Researchers are developing an AI system that can learn the rules of human language

A team of researchers from Cornell University, MIT and McGill University have developed an AI system that can learn the rules and patterns of human languages ​​on its own. The study “Synthesizing theories of human language with Bayesian program induction” was published in NatureCommunications.

The researchers were interested in discovering AI-driven theories, they chose human language as a test field. They focused on the linguist’s construction of language-specific theories and his synthesis of abstract cross-linguistic meta-theories, while proposing links to language acquisition in children. The cognitive sciences of language have indeed established an explicit analogy between the scientist constructing grammars of particular languages ​​and the child learning these languages.

Kevin Ellis, assistant professor of computer science at Cornell University and lead author of the paper, explains:

“One of the motivations for this work was our desire to study systems that learn patterns from datasets that are represented in a way that humans can understand. Instead of learning weights, can the model learn expressions or rules? And we wanted to see if we could build this system so that it learns on a whole battery of interrelated datasets, so that the system learns a bit about how to better model each of them.”

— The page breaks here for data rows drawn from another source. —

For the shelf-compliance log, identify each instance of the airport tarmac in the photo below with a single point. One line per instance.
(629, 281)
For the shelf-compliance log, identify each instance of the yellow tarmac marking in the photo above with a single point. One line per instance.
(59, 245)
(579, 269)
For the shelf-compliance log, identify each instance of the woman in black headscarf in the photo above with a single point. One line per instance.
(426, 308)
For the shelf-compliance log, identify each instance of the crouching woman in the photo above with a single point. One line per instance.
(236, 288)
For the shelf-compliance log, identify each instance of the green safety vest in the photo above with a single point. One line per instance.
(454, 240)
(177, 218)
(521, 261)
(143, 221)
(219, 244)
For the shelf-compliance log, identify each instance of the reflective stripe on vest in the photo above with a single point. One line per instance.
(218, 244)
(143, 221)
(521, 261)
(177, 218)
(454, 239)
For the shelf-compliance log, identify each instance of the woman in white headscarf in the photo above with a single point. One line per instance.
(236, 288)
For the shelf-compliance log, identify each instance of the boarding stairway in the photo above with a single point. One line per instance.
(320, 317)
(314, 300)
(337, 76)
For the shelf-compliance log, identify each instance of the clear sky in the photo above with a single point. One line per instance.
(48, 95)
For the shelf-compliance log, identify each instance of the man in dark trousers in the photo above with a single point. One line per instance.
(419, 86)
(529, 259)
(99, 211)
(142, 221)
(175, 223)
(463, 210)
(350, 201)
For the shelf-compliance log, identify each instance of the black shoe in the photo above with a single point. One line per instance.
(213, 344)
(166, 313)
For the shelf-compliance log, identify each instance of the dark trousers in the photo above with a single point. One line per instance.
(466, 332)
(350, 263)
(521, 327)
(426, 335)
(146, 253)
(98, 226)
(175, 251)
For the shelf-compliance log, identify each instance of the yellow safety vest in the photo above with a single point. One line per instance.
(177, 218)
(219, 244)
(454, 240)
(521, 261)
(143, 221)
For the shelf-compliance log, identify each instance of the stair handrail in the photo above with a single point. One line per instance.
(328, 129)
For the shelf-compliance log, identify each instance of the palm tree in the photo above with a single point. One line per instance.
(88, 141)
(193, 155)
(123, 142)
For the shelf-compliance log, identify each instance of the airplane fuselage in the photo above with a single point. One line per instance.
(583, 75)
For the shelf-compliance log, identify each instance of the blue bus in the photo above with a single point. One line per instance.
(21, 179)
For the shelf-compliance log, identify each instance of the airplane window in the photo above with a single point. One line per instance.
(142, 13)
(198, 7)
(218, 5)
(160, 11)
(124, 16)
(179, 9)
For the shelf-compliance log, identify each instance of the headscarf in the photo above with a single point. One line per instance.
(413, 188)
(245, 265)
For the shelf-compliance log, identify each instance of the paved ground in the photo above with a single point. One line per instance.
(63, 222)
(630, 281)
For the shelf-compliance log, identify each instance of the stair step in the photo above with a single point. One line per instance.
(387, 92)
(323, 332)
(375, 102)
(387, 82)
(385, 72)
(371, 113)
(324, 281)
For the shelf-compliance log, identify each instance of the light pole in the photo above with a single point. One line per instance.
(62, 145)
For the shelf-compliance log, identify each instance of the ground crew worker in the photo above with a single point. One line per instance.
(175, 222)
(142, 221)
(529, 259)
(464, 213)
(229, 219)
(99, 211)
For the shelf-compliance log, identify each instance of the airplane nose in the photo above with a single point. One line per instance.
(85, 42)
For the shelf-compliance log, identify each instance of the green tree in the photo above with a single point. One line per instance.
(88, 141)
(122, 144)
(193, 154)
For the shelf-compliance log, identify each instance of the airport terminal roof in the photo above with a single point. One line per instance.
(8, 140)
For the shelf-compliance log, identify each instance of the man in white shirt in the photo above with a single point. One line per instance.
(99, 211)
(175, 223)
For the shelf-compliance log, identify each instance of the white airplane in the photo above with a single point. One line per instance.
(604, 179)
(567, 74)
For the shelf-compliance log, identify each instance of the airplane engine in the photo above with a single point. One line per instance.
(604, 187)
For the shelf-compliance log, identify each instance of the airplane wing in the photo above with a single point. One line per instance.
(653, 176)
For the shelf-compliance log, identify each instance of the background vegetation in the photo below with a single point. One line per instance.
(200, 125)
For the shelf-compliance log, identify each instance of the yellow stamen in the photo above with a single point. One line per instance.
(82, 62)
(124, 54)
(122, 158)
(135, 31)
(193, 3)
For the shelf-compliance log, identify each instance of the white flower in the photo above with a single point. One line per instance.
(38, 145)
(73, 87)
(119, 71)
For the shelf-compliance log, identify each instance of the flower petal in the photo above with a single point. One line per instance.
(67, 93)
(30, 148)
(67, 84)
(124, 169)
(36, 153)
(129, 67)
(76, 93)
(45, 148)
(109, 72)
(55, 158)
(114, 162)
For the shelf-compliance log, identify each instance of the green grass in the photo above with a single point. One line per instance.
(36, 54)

The choice of human language

Natural language is an ideal field to study theoretical discovery for several reasons:

  • Decades of work in linguistics, psycholinguistics, and other cognitive language sciences provide diverse raw material for developing and testing models of automated theoretical discovery. One finds corpora, datasets and grammars from a wide variety of typologically distinct languages, which represents a rich and varied test bed for the comparative analysis of theory-induction algorithms;
  • On the other hand, children acquire language from modest amounts of data compared to AI. Similarly, field linguists develop grammars based on very small amounts of obtained data. These facts suggest that the analogy of the child as a linguist is productive and that the induction of language theories is tractable from sparse data with the right inductive biases;
  • Finally, language representation and learning theories are formulated in computational terms, exposing a series of formalisms ready for deployment by AI researchers.

These three characteristics of human language: the availability of a large number of very diverse empirical targets, the interfaces with cognitive development and the computational formalisms within linguistics, have led researchers to choose language as a target for research in automated theoretical induction.

A Bayesian program learning model

Linguistics aims to understand the general representations, processes and mechanisms that allow people to learn and use a language, and not just to catalog and describe particular languages. To capture this aspect at the level of the framework of the problem of theoretical induction, the researchers adopted the paradigm of learning by Bayesian program (BPL). They built the model using Sketch, a program synthesizer that was developed at MIT by Armando Solar-Lezama.

They focused on theories of natural language morphophonology, the domain of language governing the interplay of word formation and sound structure.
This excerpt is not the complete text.